Eligibility Criteria

• Ages Eligible for Study: 51 years to 81 years (Adult, Older Adult)
• Accepts Healthy Volunteers: No
• Genders Eligible for Study: All

Description

Inclusion Criteria

Patients meeting all of the following inclusion criteria should be considered for admission to the study:

1. MMSE ≥ 19
2. ≥ 55 and ≤ 85 years old at Screening

3. Meet criteria for at least one of the following Stages of Early Alzheimer's Disease as defined below:

   Stage 3 AD (MCI due to AD)

   1. CDR Global score = 0.5, with

      • 0.5 on memory box score; and
      • 0.5 on at least one of the following functional measures: community affairs, home & hobbies, or personal care
   2. MMSE ≥ 24

   Stage 4 AD (Mild AD):

   1. CDR Global score = 1, with

      • 0.5 on memory box score; and
      • 0.5 on at least one of the following functional measures: community affairs, home & hobbies, or personal care; OR

   2. CDR Global score = 0.5, with

      • 0.5 on memory box score; and
      • 0.5 on at least one of the following functional measures: community affairs, home & hobbies, or personal care; and MMSE 19-23
4. ≥ 3 on at least one of the following Neuropsychiatric Inventory (NPI) behavioral areas: Agitation/Aggression, Depression/Dysphoria, Anxiety, Apathy/Indifference, Disinhibition, or Irritability/Lability, and total NPI score in these behavioral areas ≥ 6.
5. Total Body weight (bw) must be ≥50 kg and ≤110 kg and lean body mass (LBM) must be ≤ 85 kg at screening
6. Must be fluent in English
7. Must have a friend/family member who frequently spends time with the subject (≥10 hours per week), and is willing to serve as an informant, and accompany the subject to, and participate in, all clinic visits
8. Completion of at least 10 years of formal education (i.e., possess high school diploma, GED, or equivalent)
9. Hearing and Vision ability sufficient to complete neurocognitive testing
10. Be able and willing to collect urine (at home) for 12 hours the day prior to follow up visits (optional for Stage 4 patients).

Exclusion Criteria

Patients meeting any of the following exclusion criteria will not be enrolled in the study:

Exclusions to rule out subjects with cognitive impairment likely due to something other than AD:

1. Known negative biomarker for brain amyloid pathology as indicated by either amyloid PET or CSF assessment or both
2. Stroke or Transient Ischemic Attack (TIA) or unexplained loss of consciousness in the past 1 year
3. Clinically significant psychiatric illness in past 6 months requiring hospitalization
4. Seizure in the past 3 years
5. Within 1 year before the screening or between screening and baseline, any of the following: myocardial infarction; moderate or severe congestive heart failure, New York Heart Association class III or IV; hospitalization for, or symptom of, unstable angina; syncope due to orthostatic hypotension or unexplained syncope; known significant structural heart disease (e.g., significant valvular disease, hypertrophic cardiomyopathy), or hospitalization for arrhythmia; congenital QT prolongation
6. Subject report of human immunodeficiency virus (HIV) infection
7. History of evidence of acute or sub-acute micro or macrohemorrhage, greater than 4 microhemorrhages, cortical infarct, or greater than one 1 lunar infarct
8. Alcohol or substance abuse in past 1 year
9. Untreated and/or uncontrolled hypothyroidism
10. Evidence of vascular dementia (Modified Hachinski Ischemia Scale score >5)
11. History of clinically important carotid or vertebrobasilar stenosis or plaque
12. Systemic chemotherapy in past 1 year
13. Diagnosis of Multiple Sclerosis

14. Unintentional rapid weight loss (>10% body weight within past 12 months)

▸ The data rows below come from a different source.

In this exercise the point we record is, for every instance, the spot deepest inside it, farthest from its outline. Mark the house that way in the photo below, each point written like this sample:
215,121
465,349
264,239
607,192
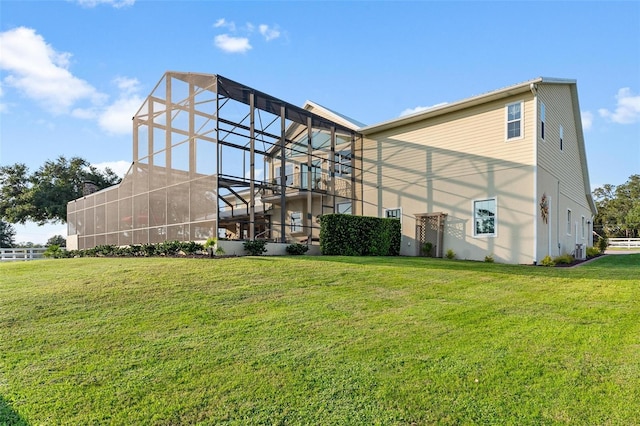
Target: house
501,174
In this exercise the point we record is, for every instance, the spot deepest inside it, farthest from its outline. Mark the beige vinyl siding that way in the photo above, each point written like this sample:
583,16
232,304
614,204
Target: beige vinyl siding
457,143
444,163
566,164
560,175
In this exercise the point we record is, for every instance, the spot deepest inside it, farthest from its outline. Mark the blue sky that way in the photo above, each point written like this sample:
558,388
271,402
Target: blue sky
74,72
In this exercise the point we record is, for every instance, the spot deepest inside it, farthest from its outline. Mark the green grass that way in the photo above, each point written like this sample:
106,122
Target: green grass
324,340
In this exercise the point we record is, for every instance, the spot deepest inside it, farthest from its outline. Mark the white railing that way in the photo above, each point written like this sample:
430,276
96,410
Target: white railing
7,255
624,242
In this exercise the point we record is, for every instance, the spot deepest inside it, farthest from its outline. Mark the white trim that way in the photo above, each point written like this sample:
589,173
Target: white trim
384,212
506,121
495,217
542,120
535,176
350,203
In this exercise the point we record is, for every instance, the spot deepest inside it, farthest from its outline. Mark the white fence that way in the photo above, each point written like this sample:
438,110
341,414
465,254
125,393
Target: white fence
624,242
7,255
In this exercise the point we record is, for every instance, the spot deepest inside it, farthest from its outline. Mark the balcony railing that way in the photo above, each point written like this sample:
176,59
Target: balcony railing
298,182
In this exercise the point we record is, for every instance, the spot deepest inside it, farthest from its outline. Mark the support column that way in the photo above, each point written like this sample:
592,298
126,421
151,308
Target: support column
332,170
252,168
283,176
309,180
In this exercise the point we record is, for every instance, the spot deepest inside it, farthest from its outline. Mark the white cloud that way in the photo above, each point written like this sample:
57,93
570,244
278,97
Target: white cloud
417,109
118,167
223,23
587,119
232,44
627,109
268,32
3,107
115,3
41,73
116,118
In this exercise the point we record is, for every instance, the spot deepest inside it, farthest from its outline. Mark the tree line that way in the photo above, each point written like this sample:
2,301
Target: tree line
42,197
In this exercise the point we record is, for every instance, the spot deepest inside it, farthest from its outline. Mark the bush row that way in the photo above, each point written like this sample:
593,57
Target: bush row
166,248
348,235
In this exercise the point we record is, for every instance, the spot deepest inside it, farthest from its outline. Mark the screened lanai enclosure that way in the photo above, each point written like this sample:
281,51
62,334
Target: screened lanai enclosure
215,158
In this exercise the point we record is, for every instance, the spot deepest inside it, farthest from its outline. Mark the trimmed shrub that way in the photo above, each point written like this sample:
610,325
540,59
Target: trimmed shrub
547,261
602,244
297,249
565,259
54,251
348,235
593,252
255,247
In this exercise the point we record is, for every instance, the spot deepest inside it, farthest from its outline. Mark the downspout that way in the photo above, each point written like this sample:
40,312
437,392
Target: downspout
534,90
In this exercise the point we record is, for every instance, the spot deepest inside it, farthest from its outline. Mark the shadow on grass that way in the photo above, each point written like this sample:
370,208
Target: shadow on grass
619,267
8,416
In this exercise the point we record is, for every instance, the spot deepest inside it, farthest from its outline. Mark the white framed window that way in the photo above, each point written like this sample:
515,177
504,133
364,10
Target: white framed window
395,213
543,119
514,120
485,218
344,208
343,163
288,175
295,222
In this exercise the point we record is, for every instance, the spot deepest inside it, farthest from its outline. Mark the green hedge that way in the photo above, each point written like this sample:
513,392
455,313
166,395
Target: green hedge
348,235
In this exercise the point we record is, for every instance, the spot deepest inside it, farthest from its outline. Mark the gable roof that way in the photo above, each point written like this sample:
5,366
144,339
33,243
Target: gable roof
525,86
333,115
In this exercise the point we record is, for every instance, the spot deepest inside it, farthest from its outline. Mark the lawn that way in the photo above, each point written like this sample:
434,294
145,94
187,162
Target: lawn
318,340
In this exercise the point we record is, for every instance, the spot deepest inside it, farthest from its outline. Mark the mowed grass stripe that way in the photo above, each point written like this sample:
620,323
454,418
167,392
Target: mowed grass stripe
327,340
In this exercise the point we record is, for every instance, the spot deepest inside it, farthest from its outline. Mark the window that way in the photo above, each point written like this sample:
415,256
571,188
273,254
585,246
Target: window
296,222
393,213
542,119
288,175
343,163
484,217
344,208
514,120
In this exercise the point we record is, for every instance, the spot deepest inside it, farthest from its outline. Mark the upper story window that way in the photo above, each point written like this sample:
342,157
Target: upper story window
344,208
484,217
514,120
295,222
393,213
343,163
543,119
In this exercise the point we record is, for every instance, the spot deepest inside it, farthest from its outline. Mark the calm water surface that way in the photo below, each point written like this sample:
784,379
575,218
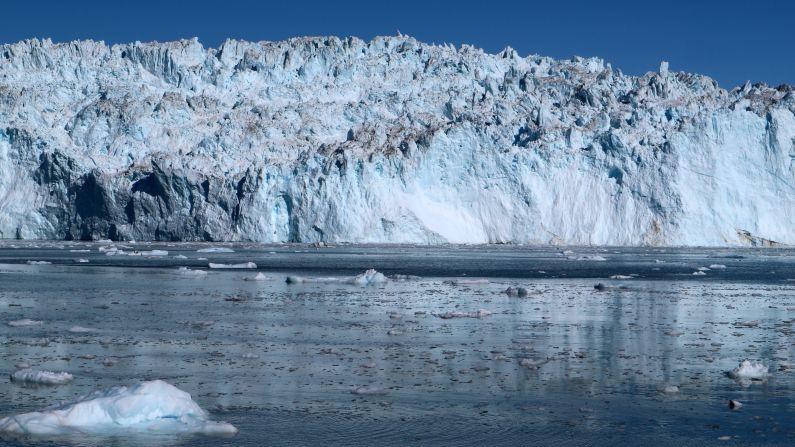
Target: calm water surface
282,362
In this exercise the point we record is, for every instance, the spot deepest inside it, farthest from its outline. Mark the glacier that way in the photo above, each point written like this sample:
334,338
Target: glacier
327,139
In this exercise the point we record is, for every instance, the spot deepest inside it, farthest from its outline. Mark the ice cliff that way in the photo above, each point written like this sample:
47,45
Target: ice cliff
393,140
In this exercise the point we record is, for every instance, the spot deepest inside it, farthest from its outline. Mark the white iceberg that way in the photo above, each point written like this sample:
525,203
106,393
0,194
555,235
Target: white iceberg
243,265
749,371
148,407
25,322
215,250
41,377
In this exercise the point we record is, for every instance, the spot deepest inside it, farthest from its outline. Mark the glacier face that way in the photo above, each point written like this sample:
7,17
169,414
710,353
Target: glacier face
393,140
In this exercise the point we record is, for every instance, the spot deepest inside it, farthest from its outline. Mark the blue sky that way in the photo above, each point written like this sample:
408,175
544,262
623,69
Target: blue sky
732,41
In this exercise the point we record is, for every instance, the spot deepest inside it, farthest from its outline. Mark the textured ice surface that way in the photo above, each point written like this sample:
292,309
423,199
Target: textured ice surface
154,406
749,371
41,377
393,140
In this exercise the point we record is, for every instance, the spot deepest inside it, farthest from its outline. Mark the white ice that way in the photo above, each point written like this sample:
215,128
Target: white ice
41,377
747,370
148,407
243,265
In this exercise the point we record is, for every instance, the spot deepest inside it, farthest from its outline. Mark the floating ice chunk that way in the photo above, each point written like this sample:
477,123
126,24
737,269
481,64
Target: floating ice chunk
41,377
243,265
155,253
188,272
258,277
215,250
588,258
25,322
749,371
466,282
477,314
516,291
369,391
533,364
370,277
148,407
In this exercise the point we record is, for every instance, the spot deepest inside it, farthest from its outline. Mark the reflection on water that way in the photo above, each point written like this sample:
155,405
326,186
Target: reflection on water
341,364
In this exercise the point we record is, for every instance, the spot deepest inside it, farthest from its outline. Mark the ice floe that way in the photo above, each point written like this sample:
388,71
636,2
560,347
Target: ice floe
148,407
41,377
747,370
25,322
242,265
215,250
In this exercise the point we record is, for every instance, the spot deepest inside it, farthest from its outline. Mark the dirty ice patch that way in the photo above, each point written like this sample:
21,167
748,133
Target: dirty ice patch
41,377
148,407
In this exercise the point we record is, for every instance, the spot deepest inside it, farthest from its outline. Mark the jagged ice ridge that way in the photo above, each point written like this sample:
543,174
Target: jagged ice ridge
392,140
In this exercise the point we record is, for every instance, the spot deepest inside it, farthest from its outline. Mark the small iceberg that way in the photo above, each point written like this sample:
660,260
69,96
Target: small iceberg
215,250
242,265
749,371
258,277
25,322
148,407
188,272
41,377
370,277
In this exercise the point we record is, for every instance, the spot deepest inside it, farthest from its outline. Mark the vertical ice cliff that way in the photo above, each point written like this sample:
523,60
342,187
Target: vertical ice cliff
393,140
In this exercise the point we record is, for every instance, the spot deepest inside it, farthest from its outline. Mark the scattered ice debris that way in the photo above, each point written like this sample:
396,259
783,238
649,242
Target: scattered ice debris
749,371
189,272
258,277
25,322
466,282
477,314
215,250
107,361
370,277
148,407
41,377
242,265
588,258
369,391
405,277
533,364
155,253
516,291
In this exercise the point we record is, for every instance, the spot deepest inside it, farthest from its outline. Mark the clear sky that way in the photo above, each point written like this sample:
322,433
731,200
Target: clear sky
730,40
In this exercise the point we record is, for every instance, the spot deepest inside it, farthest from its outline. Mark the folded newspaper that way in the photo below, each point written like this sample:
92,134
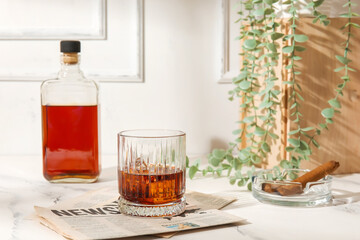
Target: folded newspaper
95,215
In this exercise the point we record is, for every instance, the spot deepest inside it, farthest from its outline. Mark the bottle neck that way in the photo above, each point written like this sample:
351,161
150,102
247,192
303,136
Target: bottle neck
70,66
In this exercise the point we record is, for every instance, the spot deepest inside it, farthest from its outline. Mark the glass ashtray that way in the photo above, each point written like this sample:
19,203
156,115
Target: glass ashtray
274,181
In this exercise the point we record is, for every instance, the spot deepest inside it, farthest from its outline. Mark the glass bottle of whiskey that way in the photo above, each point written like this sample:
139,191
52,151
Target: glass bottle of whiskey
70,132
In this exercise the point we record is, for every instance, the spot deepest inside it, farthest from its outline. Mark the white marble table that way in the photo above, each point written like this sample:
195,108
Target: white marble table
22,186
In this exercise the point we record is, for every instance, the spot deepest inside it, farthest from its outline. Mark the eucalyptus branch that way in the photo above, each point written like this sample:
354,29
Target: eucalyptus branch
328,113
258,33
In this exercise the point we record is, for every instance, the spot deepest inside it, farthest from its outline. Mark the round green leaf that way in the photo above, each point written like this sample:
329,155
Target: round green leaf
288,49
334,103
259,131
250,44
300,38
265,147
245,85
294,142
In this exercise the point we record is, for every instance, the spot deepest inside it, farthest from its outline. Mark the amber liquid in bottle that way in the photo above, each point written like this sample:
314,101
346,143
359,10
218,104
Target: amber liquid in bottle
70,143
144,188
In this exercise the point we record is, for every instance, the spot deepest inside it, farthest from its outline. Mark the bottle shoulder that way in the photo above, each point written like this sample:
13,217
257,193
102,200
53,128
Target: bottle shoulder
58,82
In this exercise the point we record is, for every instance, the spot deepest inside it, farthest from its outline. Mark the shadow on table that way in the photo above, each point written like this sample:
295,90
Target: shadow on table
344,197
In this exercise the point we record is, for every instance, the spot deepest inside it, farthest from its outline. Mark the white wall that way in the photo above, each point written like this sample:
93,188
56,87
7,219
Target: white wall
182,67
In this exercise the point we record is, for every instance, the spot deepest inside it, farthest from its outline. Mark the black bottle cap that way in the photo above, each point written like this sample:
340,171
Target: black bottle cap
69,46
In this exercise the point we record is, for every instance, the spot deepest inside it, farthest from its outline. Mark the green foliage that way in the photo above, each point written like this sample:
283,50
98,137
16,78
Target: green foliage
260,53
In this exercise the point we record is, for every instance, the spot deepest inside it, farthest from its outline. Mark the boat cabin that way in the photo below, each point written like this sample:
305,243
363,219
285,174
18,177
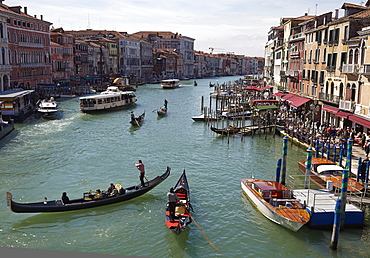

    Exclusions to rule out subjects with potential issues absorbing or metabolizing MMFS:

15. Poor kidney function; corrected estimated glomerular filtration rate (eGFRcorr) < 40 mL/min/m2

16. History of significant gastrointestinal disorder, such as chronic Diarrhea, irritable bowel syndrome, ulcerative colitis, Chron's disease, etc.

    Exclusions to rule out subjects with sleeping problems not related to CNS disorder:

17. Diagnosed with apnea/hypopnea but not using Continuous Positive Airway Pressure (CPAP) or Bilevel Positive Airway Pressure (BIPAP). If diagnosed with apnea/hypopnea, subject must maintain use of device throughout study

18. Untreated nocturia that affects sleep

    Exclusions to rule out subjects with conditions that could affect their safety:

19. Females of child-bearing potential, as defined as menstruation within past 12 months or not surgically sterile.
20. Systolic blood pressure > 150 mm Hg

21. An affirmative response on the C-SSRS, indicating suicidal ideation with intent, with or without a plan or method, or suicidal behavior, in the past 6 months.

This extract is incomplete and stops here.